Il baissa vers elle un regard condescendant :
— Fous-moi la paix.
— Ceci, cette chose blanchâtre n’est autre qu’un Smarties retrouvé dans les ateliers, près d’une des cuves de décapant, certainement un acide. Ça ne signifierait rien s’il n’y avait déjà eu ce jeu pour satisfaire la vitalité de Zoup. Zoup nous réjouissait tant qu’il n’était pas amputé et dès lors, attendrissant, il a été recueilli comme un bébé chéri par maman dans son lit, chaque nuit, occupant une place exclusive. Malgré sa patte absente, Zoup restait très joueur. On a essayé le coup des Smarties à l’intérieur de la maison, mais lui, ce qu’il voulait, c’était le jardin et le plus d’espace possible. C’est au cours d’un dernier jeu organisé à l’insu de certains d’entre nous qu’il a disparu.
— Tu délires, ma pauvre fille. J’en ai assez entendu ce soir.
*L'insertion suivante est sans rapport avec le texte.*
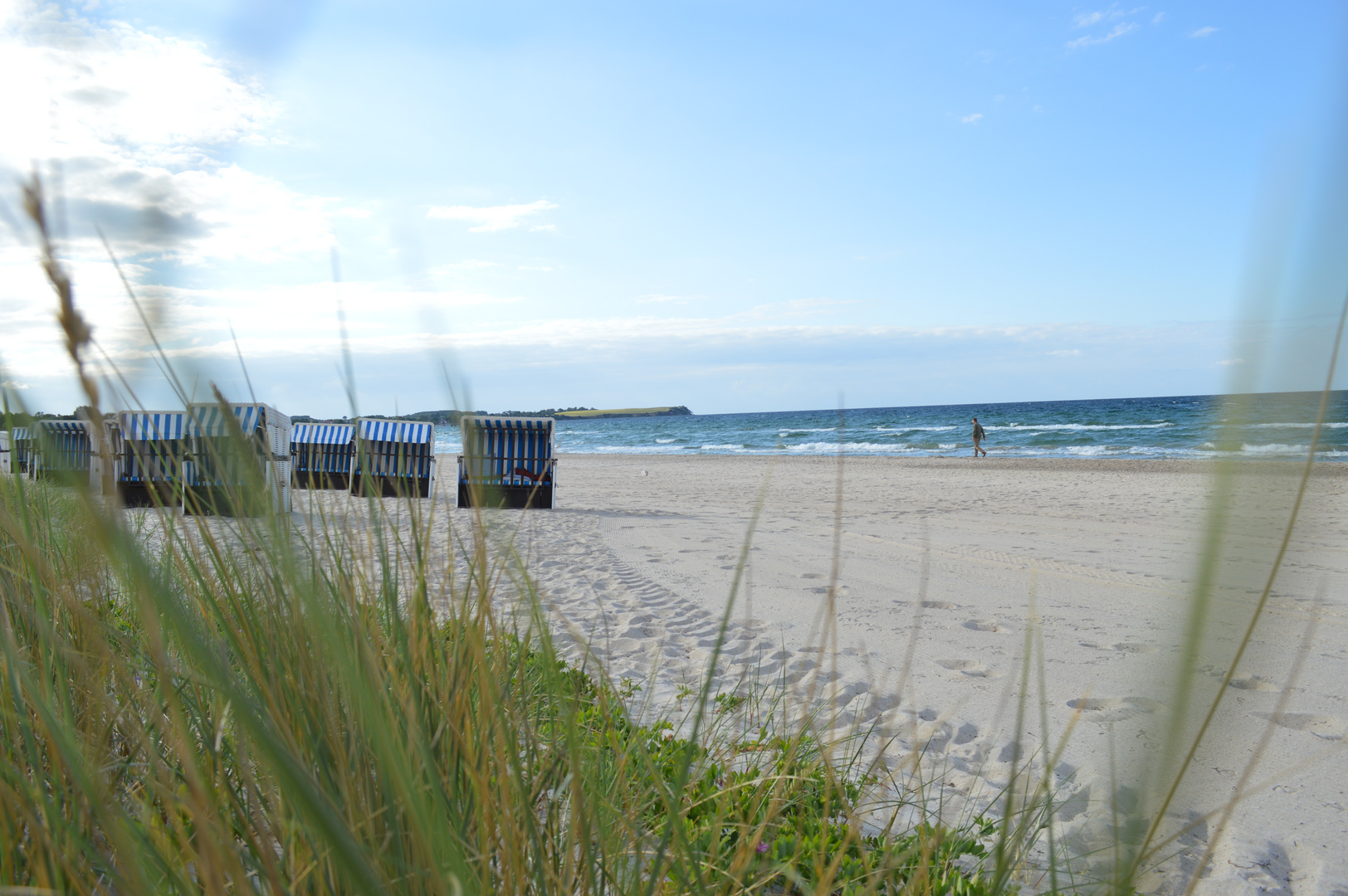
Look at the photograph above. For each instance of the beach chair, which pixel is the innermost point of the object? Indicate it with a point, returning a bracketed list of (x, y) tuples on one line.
[(21, 450), (150, 461), (61, 451), (507, 461), (228, 470), (394, 458), (322, 455)]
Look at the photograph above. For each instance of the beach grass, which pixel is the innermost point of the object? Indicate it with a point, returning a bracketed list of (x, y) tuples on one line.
[(235, 704), (243, 705)]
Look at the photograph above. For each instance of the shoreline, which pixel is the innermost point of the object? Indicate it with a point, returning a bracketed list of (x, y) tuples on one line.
[(945, 567), (946, 461)]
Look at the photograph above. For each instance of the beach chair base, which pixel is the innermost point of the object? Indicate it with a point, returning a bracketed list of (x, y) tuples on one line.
[(511, 496), (322, 480), (390, 485), (218, 500), (149, 494)]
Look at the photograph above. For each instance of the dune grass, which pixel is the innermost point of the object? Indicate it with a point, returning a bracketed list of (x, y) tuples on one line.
[(243, 705)]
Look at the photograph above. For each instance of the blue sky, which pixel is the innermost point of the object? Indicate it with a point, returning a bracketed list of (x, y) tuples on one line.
[(736, 207)]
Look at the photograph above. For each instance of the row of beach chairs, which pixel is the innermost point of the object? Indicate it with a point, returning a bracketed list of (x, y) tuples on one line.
[(205, 455)]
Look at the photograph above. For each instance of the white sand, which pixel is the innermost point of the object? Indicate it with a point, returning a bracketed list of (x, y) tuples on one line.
[(639, 555)]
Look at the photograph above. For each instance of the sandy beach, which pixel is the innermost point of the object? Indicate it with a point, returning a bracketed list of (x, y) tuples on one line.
[(937, 561)]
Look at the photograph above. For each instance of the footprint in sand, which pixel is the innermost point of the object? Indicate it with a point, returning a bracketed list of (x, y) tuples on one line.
[(1326, 727), (971, 669), (1254, 684), (1123, 647), (1114, 709)]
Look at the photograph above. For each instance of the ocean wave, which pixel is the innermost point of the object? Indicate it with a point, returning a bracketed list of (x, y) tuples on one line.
[(852, 446), (1277, 448), (1075, 427)]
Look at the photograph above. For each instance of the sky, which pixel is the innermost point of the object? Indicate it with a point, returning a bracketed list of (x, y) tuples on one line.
[(735, 207)]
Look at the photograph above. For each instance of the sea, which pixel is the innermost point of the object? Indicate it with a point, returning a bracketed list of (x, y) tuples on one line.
[(1185, 426)]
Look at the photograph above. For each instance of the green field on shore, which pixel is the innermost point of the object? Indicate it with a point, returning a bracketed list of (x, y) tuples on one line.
[(626, 411)]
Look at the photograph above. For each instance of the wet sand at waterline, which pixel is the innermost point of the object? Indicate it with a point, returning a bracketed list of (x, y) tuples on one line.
[(639, 555)]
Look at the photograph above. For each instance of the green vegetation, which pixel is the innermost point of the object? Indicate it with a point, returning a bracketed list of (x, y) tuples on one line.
[(322, 713), (247, 705), (628, 411)]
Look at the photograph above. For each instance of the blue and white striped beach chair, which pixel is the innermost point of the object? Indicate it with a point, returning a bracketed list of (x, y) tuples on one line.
[(507, 461), (60, 450), (394, 458), (21, 450), (322, 455), (150, 469), (224, 466)]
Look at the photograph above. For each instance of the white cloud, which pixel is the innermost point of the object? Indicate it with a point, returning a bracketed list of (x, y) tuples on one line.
[(1112, 14), (468, 265), (135, 121), (654, 298), (492, 217), (1118, 32)]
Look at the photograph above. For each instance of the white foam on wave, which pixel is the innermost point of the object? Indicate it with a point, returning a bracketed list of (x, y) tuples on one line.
[(820, 448), (1277, 448), (1296, 426)]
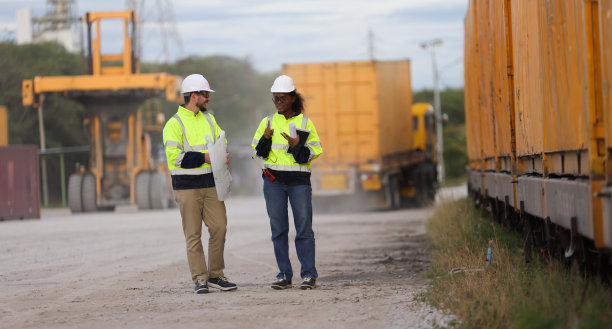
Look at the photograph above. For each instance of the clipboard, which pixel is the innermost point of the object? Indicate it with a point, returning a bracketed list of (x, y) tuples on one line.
[(304, 134)]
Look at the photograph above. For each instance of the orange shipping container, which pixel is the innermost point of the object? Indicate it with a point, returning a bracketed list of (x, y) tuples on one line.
[(472, 110), (499, 96), (605, 30), (485, 61), (527, 77)]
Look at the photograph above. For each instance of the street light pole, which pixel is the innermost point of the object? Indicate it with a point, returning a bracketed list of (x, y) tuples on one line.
[(437, 107)]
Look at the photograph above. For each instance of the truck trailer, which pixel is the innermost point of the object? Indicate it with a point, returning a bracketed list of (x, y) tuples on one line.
[(378, 147)]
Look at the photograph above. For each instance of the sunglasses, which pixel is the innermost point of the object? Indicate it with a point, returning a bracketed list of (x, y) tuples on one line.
[(280, 99), (203, 93)]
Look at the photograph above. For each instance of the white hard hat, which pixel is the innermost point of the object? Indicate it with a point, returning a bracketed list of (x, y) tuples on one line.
[(282, 84), (195, 82)]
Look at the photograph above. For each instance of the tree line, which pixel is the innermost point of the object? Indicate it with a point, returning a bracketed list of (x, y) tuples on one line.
[(241, 99)]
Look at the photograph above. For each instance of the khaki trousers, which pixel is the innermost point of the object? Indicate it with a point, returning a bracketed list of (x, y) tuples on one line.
[(197, 205)]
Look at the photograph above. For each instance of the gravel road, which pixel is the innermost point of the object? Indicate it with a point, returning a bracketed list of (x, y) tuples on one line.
[(128, 269)]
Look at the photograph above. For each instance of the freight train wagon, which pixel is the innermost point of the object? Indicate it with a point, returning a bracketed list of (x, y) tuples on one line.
[(538, 105)]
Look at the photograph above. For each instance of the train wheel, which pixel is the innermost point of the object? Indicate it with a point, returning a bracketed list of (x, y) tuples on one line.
[(88, 193), (74, 193), (141, 190), (157, 192)]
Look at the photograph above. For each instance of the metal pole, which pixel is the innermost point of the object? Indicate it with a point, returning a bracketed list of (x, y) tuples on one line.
[(43, 159), (63, 180), (437, 108), (438, 112)]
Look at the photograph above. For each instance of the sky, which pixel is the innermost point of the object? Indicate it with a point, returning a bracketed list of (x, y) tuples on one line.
[(271, 32)]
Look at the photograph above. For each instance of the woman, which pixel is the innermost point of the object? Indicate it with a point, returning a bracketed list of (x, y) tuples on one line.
[(287, 178)]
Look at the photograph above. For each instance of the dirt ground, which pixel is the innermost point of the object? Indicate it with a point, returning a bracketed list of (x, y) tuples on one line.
[(128, 269)]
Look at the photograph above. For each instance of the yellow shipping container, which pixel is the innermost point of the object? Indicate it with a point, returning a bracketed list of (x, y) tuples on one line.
[(565, 85), (500, 91), (527, 75), (363, 113), (472, 110), (361, 109), (605, 30), (538, 97), (485, 61)]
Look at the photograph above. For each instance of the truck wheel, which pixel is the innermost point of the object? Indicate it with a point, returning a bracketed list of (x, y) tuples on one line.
[(74, 193), (88, 193), (393, 193), (141, 190), (157, 192)]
— Il est fort possible que ce même type de jeu ait servi pour diriger Manuel vers les cuves des ateliers, où l’on retrouvera peut-être une miniature de 2 CV griffée. Sais-tu que le récépissé des gendarmes ne fait mention que de seize miniatures griffées emportées pour analyse ? Plus la grosse. Qu’est devenue la dix-septième, crois-tu ? Qui peut-être porte des empreintes accusatrices ? On reliera les deux jeux, celui des Smarties, celui des miniatures, la fausse piste avec cette miniature retrouvée par le gosse de Bandol, alors que Manuel n’a jamais pris ce train, les allers et retours à Marseille, toute cette machination qui ne peut être née que dans un esprit pervers, relevant plus de l’hôpital psychiatrique que de la prison.